Miembro del Frente Patriótico Manuel Rodríguez (FPMR), guerrilla urbana que se dio a la tarea de acabar con la dictadura de Pinochet mediante acciones de toda índole, desde el sabotaje hasta el secuestro y el asesinato, Raúl Escobar Poblete es señalado como el ejecutor del senador y principal ideólogo del pinochetismo, Jaime Guzmán Errázuriz, el 1 de abril de 1991, y de haber sacado de la Cárcel de Alta Seguridad de Santiago a varios miembros de FPMR, el 30 de diciembre de 1996, mediante un recurso probado alguna vez en México: con un helicóptero.

¿A qué viene, en esta reseña, un resumen de nota roja? La nueva novela de Luis Sepúlveda (Chile, 1949), El fin de la historia, me recordó la vida de Escobar Poblete: ¿en qué momento la lucha revolucionaria se convierte en carrera delictiva o mercenaria? Ignoro si existen cifras sobre el número de jóvenes latinoamericanos que se marcharon a Rusia, Alemania Oriental o Cuba a recibir entrenamiento militar en instituciones como la Academia Rodión Malinovsky, para luego ser exportados como guerrilleros a diferentes países de la región y frenar el avance del capitalismo, tal y como se cuenta en El final de la historia, la nueva novela de Luis Sepúlveda (Chile, 1949): dos chilenos vuelven a su patria después de permanecer en Rusia -a pesar de la caída del Muro de Berlín y de quedarse sin brújula ideológica-. Ahí es cuando aparece Juan Belmonte, protagonista de Nombre de torero (Tusquets, 1994), ex guerrillero que luchó en Bolivia y Nicaragua, y que de vez en cuando se encarga de resolver casos al margen de la ley. Como Luis Sepúlveda, su creador, Belmonte también formó parte de la guardia personal de Salvador Allende, y gracias a la suerte vivió para contarla, a diferencia de otros tantos que tras ser sometidos a indecibles torturas, desaparecieron para siempre. En su apacible retiro en Puerto Carmen, al sur de la isla de Chiloé, Belmonte vive con su esposa Verónica y su fiel escudero Pedro de Valdivia, el Petiso, cuando recibe una visita inesperada y luego una llamada que lo hace ir a Santiago de Chile, ciudad que no visita desde hace veinte años.

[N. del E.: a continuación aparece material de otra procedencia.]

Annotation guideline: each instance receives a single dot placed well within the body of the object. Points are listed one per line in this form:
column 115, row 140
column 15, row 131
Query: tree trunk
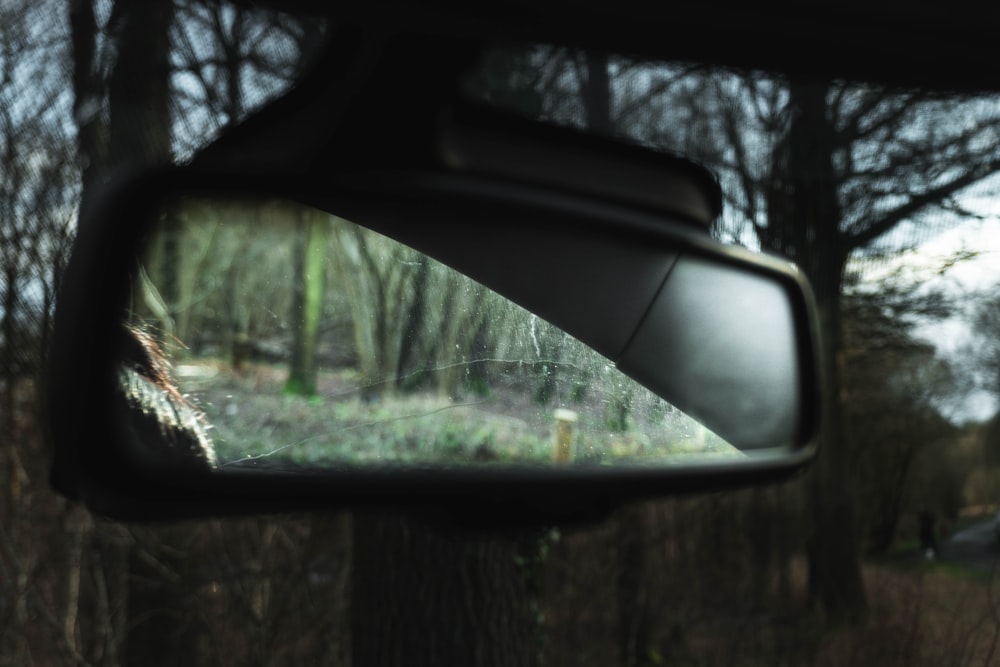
column 804, row 219
column 423, row 597
column 307, row 304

Muy a su pesar, el ex guerrillero se encuentra de nuevo con Kramer, versión suiza y maléfica de Charles Xavier, quien le encarga un “trabajito”: localizar al par de chilenos con quienes apenas cruzó saludos durante su estancia en la academia Malinovsky. Como es previsible, Belmonte se niega a participar, pero Kramer le hace una oferta que no puede rechazar: si no acepta, la policía chilena le echará el guante para que responda por algunos procesos pendientes. Sin más salidas, Belmonte inicia la búsqueda, echando mano de todos los recursos a su alcance, que no son pocos, en los bajos fondos de Santiago de Chile.

Conforme la historia se desarrolla, las sospechas de Belmonte van aclarándose así como su corazonada de que la búsqueda de los chilenos, unos buenos muchachos a la manera de Scorsese, persigue otros fines. En El fin de la historia se demuestra que el camino al infierno está pavimentado de buenas intenciones.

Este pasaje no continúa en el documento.